An association between CRP level and APOE haplotype consisting of the SNPs rs429358 and rs7412 was previously reported in middle-aged and elderly Caucasians8. Our results provided confirmatory evidence of the haplotype association in this cohort of Filipino young adults (Table 3). Haplotype analysis based on score statistic revealed an overall association between haplotypes and CRP levels (global P value = 0.018). Specifically, the APOE ε4 haplotype with a frequency of 0.099 was significantly associated with lower CRP level (P = 0.0047). Complementary analysis that assessed the effect on CRP level of each additional copy of the specific haplotype compared to the homozygote reference haplotype found that the APOE ε4 haplotype was significantly associated with decreased plasma CRP (β = -0.210, P = 5.4 × 10-3) compared to the most common APOE ε3 haplotype. We next performed conditional analysis at APOE-APOC1 to examine whether the associated SNPs represent a single signal. Reciprocal conditional analysis on APOC1-rs4420638 and APOE-rs429358 (LD r2 = 0.51) showed that the effect of association with rs4420638 was substantially attenuated (Pconditional = 0.76) whereas the association with rs429358 remained significant (Pconditional = 0.0093). Therefore, the SNPs at the APOE-APOC1 cluster appear to represent a single signal best represented by APOE-rs429358.

Table 3.

CRP association with APOE haplotypes

Haplotype rs429358-rs7412 Freq Haplo.score
Haplo.glm
score P β (SE) P
APOE ε2 T-T 0.018 0.58 0.56 0.018 (0.070) 0.79
APOE ε3 T-C 0.794 1.59 0.11 reference reference
APOE ε4 C-C 0.099 -2.83 0.0047 -0.210 (0.075) 5.4 × 10-3

Using the “haplo.score” function implemented in the “haplo.stats” R package, the global P values for association between haplotypes and CRP level were 0.018. The “haplo.glm” function implemented in the “haplo.stats” R package was used to calculate the coefficient β and P value for each haplotype compared with the reference haplotype (APOE ε3). The same covariates used for genotype analysis were applied in haplotype analysis.

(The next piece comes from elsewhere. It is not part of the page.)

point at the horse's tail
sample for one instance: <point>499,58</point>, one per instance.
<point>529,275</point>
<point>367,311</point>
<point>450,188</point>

We next investigated whether the genetic associations with plasma CRP are modified by waist circumference or pathogen exposure (Supplementary Table 3), both of which are predictors of baseline CRP level. Modest evidence was detected for the interaction of waist circumference with rs1892534 at LEPR (uncorrected Pinteraction = 0.020). In a secondary analysis stratifying by waist circumference above or below the median value, the estimated increase in log-CRP level for each additional C allele of rs1892534 was 0.232 (P = 0.0062) in individuals with smaller waist circumference and 0.015 (P = 0.86) in those with larger waist circumference. We also observed evidence for interaction between APOE variant rs769449 and pathogen exposure on plasma CRP (uncorrected Pinteraction = 0.0073). When stratified analysis was conducted, we found that the significant and strong association between CRP level and the APOE variant was predominantly observed in individuals with lower exposure to a pathogenic environment (β = 0.419, P = 6.8 × 10-5) compared to those with higher exposure (β = 0.017, P = 0.88). Given that the observed interaction was not significant after Bonferroni correction (corrected Pinteraction > 0.0045, 0.05/ 11 tests), further studies in larger populations are warranted.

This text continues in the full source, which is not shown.